Sehenden Auges spaziert die Bundesregierung in die nächste Krise. Die Vorherrschaft des deutschen Merkantilismus basiert auf dem geringen Lohnniveau im Land, das ermöglicht, Waren billiger zu produzieren als die Konkurrenz im Ausland. Die Euro-Zone wurde nach deutschem Vorbild ausgestaltet. Um zu Berlin aufzuschließen, müssen die übrigen Euro-Länder innere Abwertung vornehmen; Löhne und Sozialleistungen kürzen. In den vergangenen fünf Jahren hat Deutschland immer höhere Handelsüberschüsse erzielt. Im vergangenen Jahr haben die Exporte noch einmal zugelegt: Waren und Dienstleistungen im Wert von mehr als 1,3 Billionen Euro wurden ins Ausland verkauft – eine erneute Steigerung von drei Prozent. Eine Summe, fast so groß wie das Bruttoinlandsprodukt Russlands 2017.
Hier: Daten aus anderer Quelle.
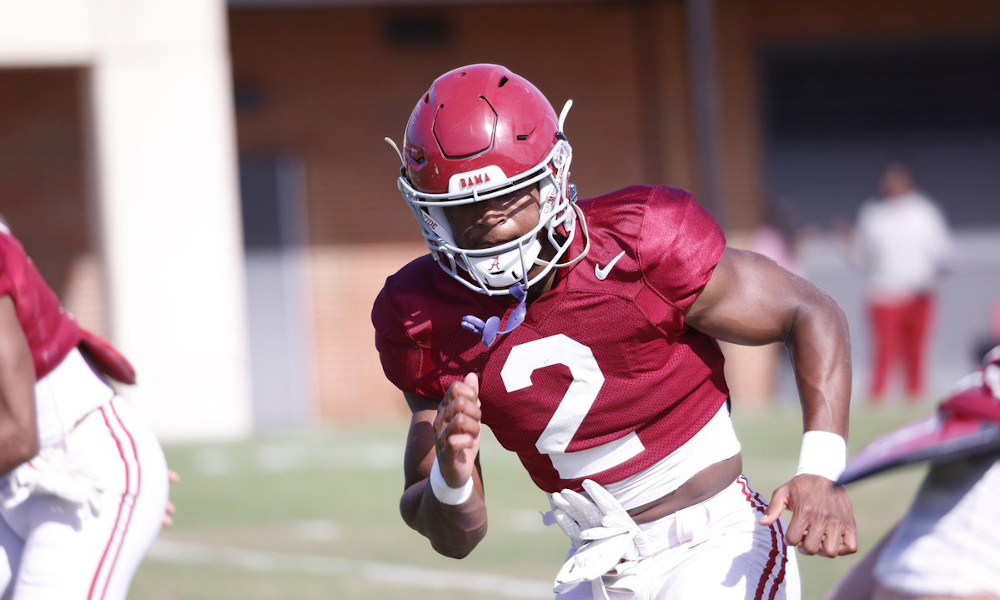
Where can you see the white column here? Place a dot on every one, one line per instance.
(166, 186)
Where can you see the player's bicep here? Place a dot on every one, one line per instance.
(749, 300)
(18, 428)
(419, 455)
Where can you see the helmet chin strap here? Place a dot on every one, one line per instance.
(490, 328)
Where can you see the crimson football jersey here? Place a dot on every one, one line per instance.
(51, 331)
(603, 379)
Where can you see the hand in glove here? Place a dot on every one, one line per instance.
(600, 528)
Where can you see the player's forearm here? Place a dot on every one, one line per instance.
(819, 345)
(453, 531)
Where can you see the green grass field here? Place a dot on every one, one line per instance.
(313, 514)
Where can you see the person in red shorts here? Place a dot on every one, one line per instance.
(903, 245)
(83, 481)
(584, 335)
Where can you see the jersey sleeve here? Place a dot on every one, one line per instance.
(405, 361)
(679, 246)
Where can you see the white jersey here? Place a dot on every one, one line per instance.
(904, 244)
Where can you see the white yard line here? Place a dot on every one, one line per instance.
(376, 572)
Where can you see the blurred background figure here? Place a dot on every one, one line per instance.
(903, 245)
(947, 545)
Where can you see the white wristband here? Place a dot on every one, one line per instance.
(823, 453)
(444, 492)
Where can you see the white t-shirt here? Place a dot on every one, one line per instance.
(949, 541)
(904, 244)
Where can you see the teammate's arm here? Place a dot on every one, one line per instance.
(750, 300)
(448, 431)
(18, 426)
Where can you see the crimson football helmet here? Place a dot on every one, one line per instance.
(479, 132)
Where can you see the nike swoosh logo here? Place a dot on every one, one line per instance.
(602, 274)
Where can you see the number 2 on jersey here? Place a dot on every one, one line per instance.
(523, 360)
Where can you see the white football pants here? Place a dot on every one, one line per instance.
(715, 549)
(54, 549)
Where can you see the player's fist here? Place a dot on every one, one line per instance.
(822, 516)
(457, 427)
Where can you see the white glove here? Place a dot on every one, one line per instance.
(50, 476)
(600, 528)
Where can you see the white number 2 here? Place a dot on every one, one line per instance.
(558, 349)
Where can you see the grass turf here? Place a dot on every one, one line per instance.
(313, 514)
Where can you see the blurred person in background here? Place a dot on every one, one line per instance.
(604, 375)
(903, 244)
(83, 481)
(947, 545)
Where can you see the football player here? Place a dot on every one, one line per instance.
(83, 481)
(584, 335)
(947, 545)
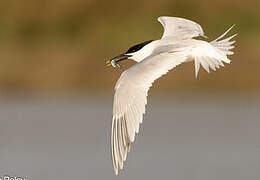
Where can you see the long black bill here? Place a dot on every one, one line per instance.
(114, 61)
Doch der deutschen Exportwalze geht langsam die Puste aus. Im Dezember sanken die Ausfuhren im Vergleich zum gleichen Monat des Vorjahres um 4,5 Prozent. Die Elektroindustrie büßte 11,5 Prozent ein, der Maschinenbau sackte um acht Prozent ab.

Und was kommt dann? Wenn das Ausland weniger einkauft, muss im Land mehr konsumiert werden. Doch wer soll das Geld ausgeben, in einer Volkswirtschaft, die krampfhaft auf den Export ausgerichtet ist? Die Beschäftigten müssen seit Jahrzehnten Reallohnverluste hinnehmen, die Infrastruktur wurde kaputtgespart, binnenwirtschaftliche Anreize gibt es kaum. Die OECD hat darauf hingewiesen, dass Berlin bis 2025 1,4 Billionen zusätzlich ausgeben müsste, um wieder das Investitionsniveau der 90er Jahre zu erreichen.
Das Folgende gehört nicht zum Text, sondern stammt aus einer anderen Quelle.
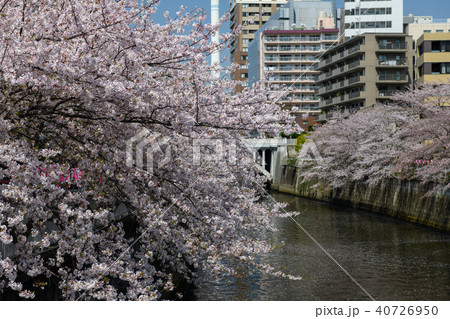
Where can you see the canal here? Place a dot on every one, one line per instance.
(390, 259)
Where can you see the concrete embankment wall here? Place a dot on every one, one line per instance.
(400, 199)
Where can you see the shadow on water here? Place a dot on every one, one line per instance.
(391, 259)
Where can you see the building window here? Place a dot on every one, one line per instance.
(440, 68)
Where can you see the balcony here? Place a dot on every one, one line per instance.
(354, 95)
(392, 77)
(386, 93)
(353, 49)
(401, 62)
(393, 46)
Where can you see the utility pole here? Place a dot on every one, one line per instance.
(215, 57)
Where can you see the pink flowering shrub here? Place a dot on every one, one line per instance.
(408, 138)
(78, 79)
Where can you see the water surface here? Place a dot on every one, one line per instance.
(391, 259)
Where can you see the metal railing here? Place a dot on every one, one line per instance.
(392, 77)
(393, 46)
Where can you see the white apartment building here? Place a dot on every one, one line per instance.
(373, 16)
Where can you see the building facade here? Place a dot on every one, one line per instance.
(372, 16)
(243, 11)
(290, 58)
(286, 51)
(433, 58)
(415, 26)
(365, 70)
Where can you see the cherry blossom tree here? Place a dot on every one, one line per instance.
(78, 80)
(406, 139)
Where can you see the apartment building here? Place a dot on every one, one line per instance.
(243, 11)
(372, 16)
(286, 51)
(365, 70)
(415, 26)
(290, 58)
(433, 58)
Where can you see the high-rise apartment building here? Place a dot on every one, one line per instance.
(433, 58)
(365, 70)
(243, 11)
(372, 16)
(418, 25)
(286, 50)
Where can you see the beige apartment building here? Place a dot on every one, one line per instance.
(433, 58)
(243, 11)
(415, 26)
(289, 58)
(365, 70)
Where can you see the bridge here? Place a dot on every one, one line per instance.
(270, 155)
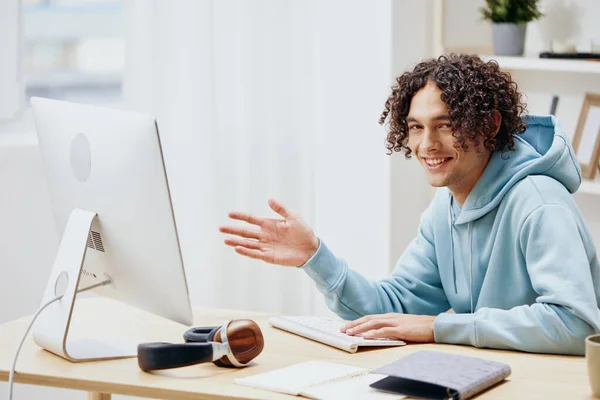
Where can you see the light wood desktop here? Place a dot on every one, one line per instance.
(533, 376)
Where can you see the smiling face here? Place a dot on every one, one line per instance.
(430, 138)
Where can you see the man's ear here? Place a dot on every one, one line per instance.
(497, 117)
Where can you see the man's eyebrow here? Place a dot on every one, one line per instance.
(442, 117)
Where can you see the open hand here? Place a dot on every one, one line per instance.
(411, 328)
(289, 241)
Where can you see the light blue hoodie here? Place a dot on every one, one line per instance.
(516, 264)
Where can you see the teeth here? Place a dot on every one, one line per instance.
(435, 161)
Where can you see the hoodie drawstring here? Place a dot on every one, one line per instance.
(452, 244)
(470, 265)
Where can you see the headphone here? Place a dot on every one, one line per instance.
(233, 344)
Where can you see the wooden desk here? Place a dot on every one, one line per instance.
(533, 376)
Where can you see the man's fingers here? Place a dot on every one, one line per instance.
(259, 255)
(241, 231)
(369, 325)
(356, 322)
(382, 333)
(246, 217)
(279, 208)
(250, 244)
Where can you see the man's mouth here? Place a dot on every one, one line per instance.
(434, 163)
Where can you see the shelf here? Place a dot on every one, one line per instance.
(589, 187)
(546, 64)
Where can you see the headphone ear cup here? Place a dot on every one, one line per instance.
(158, 355)
(201, 334)
(212, 333)
(245, 340)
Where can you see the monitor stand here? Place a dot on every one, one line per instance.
(52, 326)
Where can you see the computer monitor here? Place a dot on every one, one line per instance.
(111, 203)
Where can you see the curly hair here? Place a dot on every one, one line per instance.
(472, 89)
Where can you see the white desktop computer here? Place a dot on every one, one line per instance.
(111, 203)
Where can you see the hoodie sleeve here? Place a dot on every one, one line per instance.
(414, 287)
(565, 311)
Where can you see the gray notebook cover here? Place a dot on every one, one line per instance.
(435, 375)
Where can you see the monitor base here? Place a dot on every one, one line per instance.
(51, 329)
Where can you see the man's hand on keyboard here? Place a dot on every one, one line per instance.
(412, 328)
(289, 241)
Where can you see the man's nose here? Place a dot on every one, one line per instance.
(430, 141)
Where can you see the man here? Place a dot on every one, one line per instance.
(502, 244)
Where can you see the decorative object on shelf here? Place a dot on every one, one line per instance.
(571, 56)
(586, 140)
(509, 23)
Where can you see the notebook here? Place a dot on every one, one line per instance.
(320, 380)
(435, 375)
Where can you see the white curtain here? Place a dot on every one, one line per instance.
(267, 98)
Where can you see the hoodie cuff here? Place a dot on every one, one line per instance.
(324, 268)
(455, 329)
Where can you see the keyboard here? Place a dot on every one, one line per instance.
(327, 331)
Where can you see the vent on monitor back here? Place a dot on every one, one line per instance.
(95, 241)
Schätzungen zufolge wird das Wachstum des Bruttoinlandsprodukts im vierten Quartal knapp über null liegen, teilte das Statistische Bundesamt mit. Ein bisschen weniger, und die BRD wäre in die Rezession gerutscht. Im dritten Quartal war die Wirtschaftsleistung bereits um 0,2 Prozent gesunken.

Dem Finanzminister ist das wurscht. Olaf Scholz hat im Aufschwung gespart und kündigt an, im Abschwung zu kürzen. Statt antizyklisch zu investieren, befeuert er die Rezession zusätzlich. Zusätzliche Ausgaben laufen bei ihm nur als Kriegs-Keynesianismus. Die Rüstungsausgaben werden in die Höhe geschraubt – das hat die Bundesregierung der NATO versichert. Ansonsten gelten die eisernen Gesetze der »Schwarzen Null« und der »Schuldenbremse«.
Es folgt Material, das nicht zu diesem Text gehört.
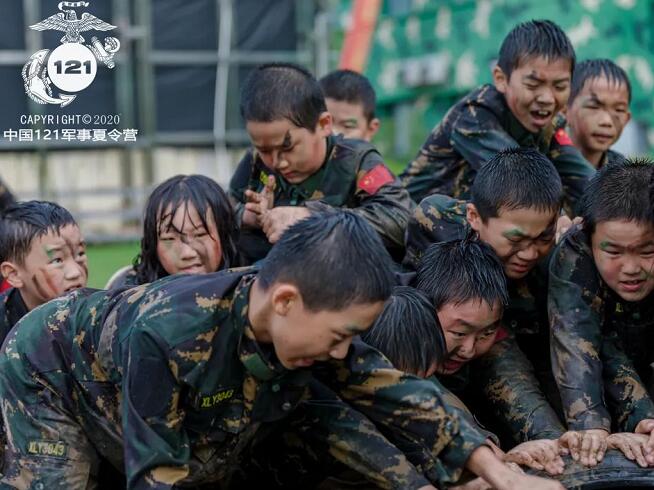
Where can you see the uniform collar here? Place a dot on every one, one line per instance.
(259, 360)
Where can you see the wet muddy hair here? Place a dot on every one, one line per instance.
(458, 271)
(204, 194)
(594, 69)
(408, 332)
(533, 39)
(620, 191)
(277, 91)
(22, 222)
(335, 259)
(516, 178)
(352, 87)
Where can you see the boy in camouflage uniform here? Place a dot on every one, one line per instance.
(351, 100)
(298, 166)
(515, 204)
(598, 109)
(42, 255)
(601, 314)
(172, 381)
(531, 84)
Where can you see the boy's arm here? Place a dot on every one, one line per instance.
(625, 391)
(507, 379)
(156, 447)
(409, 411)
(575, 337)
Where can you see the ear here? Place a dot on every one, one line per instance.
(284, 297)
(324, 126)
(373, 127)
(472, 215)
(10, 272)
(500, 80)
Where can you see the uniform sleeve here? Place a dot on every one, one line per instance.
(354, 441)
(574, 308)
(409, 411)
(428, 225)
(507, 380)
(625, 391)
(156, 447)
(478, 135)
(239, 184)
(574, 169)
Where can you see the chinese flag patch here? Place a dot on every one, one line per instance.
(562, 137)
(377, 177)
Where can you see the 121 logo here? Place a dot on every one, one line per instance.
(71, 67)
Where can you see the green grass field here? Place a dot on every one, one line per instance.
(104, 260)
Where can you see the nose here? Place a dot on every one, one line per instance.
(529, 253)
(467, 348)
(339, 351)
(604, 119)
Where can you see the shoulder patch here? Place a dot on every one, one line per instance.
(375, 179)
(562, 137)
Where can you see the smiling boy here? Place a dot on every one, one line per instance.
(602, 314)
(298, 166)
(531, 84)
(598, 109)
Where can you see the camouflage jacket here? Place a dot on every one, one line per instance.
(215, 385)
(602, 346)
(353, 176)
(12, 309)
(473, 130)
(504, 374)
Vor den Auswirkungen eines »ausgeglichenen Haushalts« warnte am Freitag der scheidende Vertreter der Gewerkschaften unter den »Wirtschaftsweisen«, Peter Bofinger: »Die Schwarze-Null-Denke ist ein großes Problem«, sagte er der FAZ. Es würde völlig reichen, wenn die Schulden, gemessen am Bruttoinlandsprodukt, konstant gehalten würden. »Bei drei Prozent nominalem Wachstum könnten wir dann rund 60 Milliarden Euro mehr im Jahr investieren.« Damit könnten die Bahn, der Nahverkehr, der Breitbandausbau, die Bildung oder der soziale Wohnungsbau gefördert werden.